Verandering in de interpretatie van het “derde land” concept
De Raad van de Europese Unie heeft tijdens de nacht van woensdag een voorlopige overeenkomst bereikt met het Europees Parlement over een nieuwe regelgeving. Deze wijziging houdt in dat het aantal gevallen waarin een asielzoeker kan worden afgewezen, wordt uitgebreid, onder meer door de herdefiniëring van het begrip “veilig derde land.” Het doel is om uitzettingen te vergemakkelijken door sneller te kunnen handelen.
Nieuw beleid voor het toepassen van het derde land-kenmerk
Volgens de nieuwe afspraken kunnen lidstaten in drie situaties het label “veilig derde land” toepassen. Dit betekent dat een asielaanvraag kan worden afgewezen zonder inhoudelijk te worden beoordeeld, indien de aanvrager in een niet-Europese, als veilig erkende, staat bescherming had kunnen zoeken en krijgen.
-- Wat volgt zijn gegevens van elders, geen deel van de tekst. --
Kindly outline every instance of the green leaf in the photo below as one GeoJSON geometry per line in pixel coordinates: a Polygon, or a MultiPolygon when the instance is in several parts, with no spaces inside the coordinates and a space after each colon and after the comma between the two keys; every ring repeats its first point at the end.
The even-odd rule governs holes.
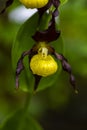
{"type": "MultiPolygon", "coordinates": [[[[47,22],[49,22],[49,17],[47,14],[45,14],[43,16],[43,20],[41,21],[40,28],[41,29],[42,27],[47,28],[47,22]]],[[[35,33],[37,29],[37,24],[38,24],[38,13],[34,14],[30,19],[28,19],[21,26],[17,34],[16,41],[12,48],[12,64],[13,64],[14,72],[16,71],[16,65],[21,54],[24,51],[30,50],[32,46],[35,44],[35,41],[32,39],[31,36],[35,33]]],[[[62,53],[63,41],[61,37],[58,40],[52,42],[51,44],[56,49],[57,52],[62,53]]],[[[33,87],[34,87],[34,76],[29,69],[28,56],[24,58],[24,66],[25,66],[25,69],[22,71],[20,75],[20,81],[19,81],[20,89],[22,89],[23,91],[29,91],[32,93],[33,87]]],[[[59,65],[59,68],[61,68],[60,65],[59,65]]],[[[46,78],[42,78],[38,87],[38,91],[52,86],[55,80],[57,79],[59,72],[60,72],[60,69],[58,70],[56,74],[46,77],[46,78]]]]}
{"type": "Polygon", "coordinates": [[[32,116],[19,110],[4,122],[0,130],[42,130],[42,128],[32,116]]]}
{"type": "Polygon", "coordinates": [[[61,4],[65,4],[68,0],[60,0],[61,4]]]}

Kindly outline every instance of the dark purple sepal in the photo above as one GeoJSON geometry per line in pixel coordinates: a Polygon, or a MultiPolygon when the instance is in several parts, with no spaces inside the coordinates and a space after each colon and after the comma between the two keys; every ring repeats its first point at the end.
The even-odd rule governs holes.
{"type": "Polygon", "coordinates": [[[36,42],[52,42],[58,39],[60,36],[60,31],[56,30],[55,28],[55,18],[53,16],[52,20],[50,21],[50,25],[48,29],[44,31],[36,31],[36,33],[32,36],[32,38],[36,42]]]}
{"type": "Polygon", "coordinates": [[[5,8],[3,10],[1,10],[0,14],[4,13],[4,11],[6,10],[7,7],[9,7],[14,0],[7,0],[5,3],[5,8]]]}

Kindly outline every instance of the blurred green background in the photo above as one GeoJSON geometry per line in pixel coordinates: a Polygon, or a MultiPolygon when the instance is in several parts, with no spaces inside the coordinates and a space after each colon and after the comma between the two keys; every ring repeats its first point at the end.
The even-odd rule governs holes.
{"type": "MultiPolygon", "coordinates": [[[[24,106],[27,95],[22,91],[15,92],[11,60],[12,45],[22,22],[10,15],[19,6],[15,1],[0,15],[0,124],[24,106]]],[[[86,130],[87,0],[69,0],[59,11],[64,54],[72,66],[79,94],[74,94],[68,75],[61,71],[55,86],[33,96],[29,111],[45,130],[86,130]]]]}

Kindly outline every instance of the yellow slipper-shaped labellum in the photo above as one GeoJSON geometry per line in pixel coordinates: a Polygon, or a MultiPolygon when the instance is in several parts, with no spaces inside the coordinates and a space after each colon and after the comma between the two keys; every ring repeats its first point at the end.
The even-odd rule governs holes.
{"type": "Polygon", "coordinates": [[[19,0],[26,8],[42,8],[49,0],[19,0]]]}
{"type": "Polygon", "coordinates": [[[36,54],[31,58],[30,68],[33,74],[46,77],[54,74],[58,65],[51,55],[43,57],[41,54],[36,54]]]}

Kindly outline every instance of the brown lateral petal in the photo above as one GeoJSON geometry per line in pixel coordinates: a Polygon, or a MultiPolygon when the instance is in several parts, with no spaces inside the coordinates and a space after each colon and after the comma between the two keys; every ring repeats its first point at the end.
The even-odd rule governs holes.
{"type": "Polygon", "coordinates": [[[39,84],[39,82],[40,82],[40,80],[42,78],[42,76],[39,76],[39,75],[35,74],[34,77],[35,77],[35,84],[34,84],[34,92],[35,92],[37,87],[38,87],[38,84],[39,84]]]}
{"type": "Polygon", "coordinates": [[[72,74],[71,66],[69,65],[67,59],[63,55],[58,54],[56,52],[54,52],[54,55],[58,60],[61,61],[63,70],[68,72],[68,74],[70,75],[70,83],[73,86],[75,93],[78,93],[78,90],[76,88],[76,80],[74,75],[72,74]]]}

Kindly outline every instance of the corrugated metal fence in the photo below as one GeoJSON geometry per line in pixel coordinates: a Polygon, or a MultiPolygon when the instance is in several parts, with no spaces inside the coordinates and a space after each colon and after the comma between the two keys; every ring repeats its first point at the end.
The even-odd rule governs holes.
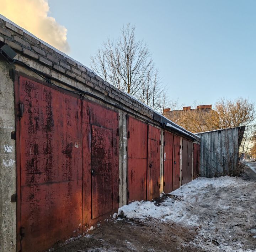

Dit concept wordt nu breder geïntroduceerd, zodat het niet meer uitsluitend afhankelijk is van een directe connectie tussen de aanvrager en het derde land.
Voorwaarden voor toepassing
- Wanneer de aanvrager door het derde land is gereisd voordat hij Europa bereikte.
- In gevallen waarin er een overeenkomst of regeling bestaat die garandeert dat de aanvraag in het derde land wordt beoordeeld.
Daarnaast wordt er expliciet gesteld dat het niet mogelijk is om deze bepaling te gebruiken voor minderjarigen zonder begeleider.
Reacties en verdere stappen
De minister voor immigratie en integratie in Denemarken, Rasmus Stoklund, heeft het akkoord toegejuicht, vooral omdat het een snelle revisie betreft. Dit stelt lidstaten in staat om snel afspraken te maken met derde landen over de afhandeling van asielzaken buiten Europa.
Voor de invoering moet het akkoord nog formeel worden bevestigd door zowel het Europees Parlement als de Raad. Daarna wordt het van kracht op 12 juni 2026, waarna de bepalingen onmiddellijk bindend worden voor alle lidstaten.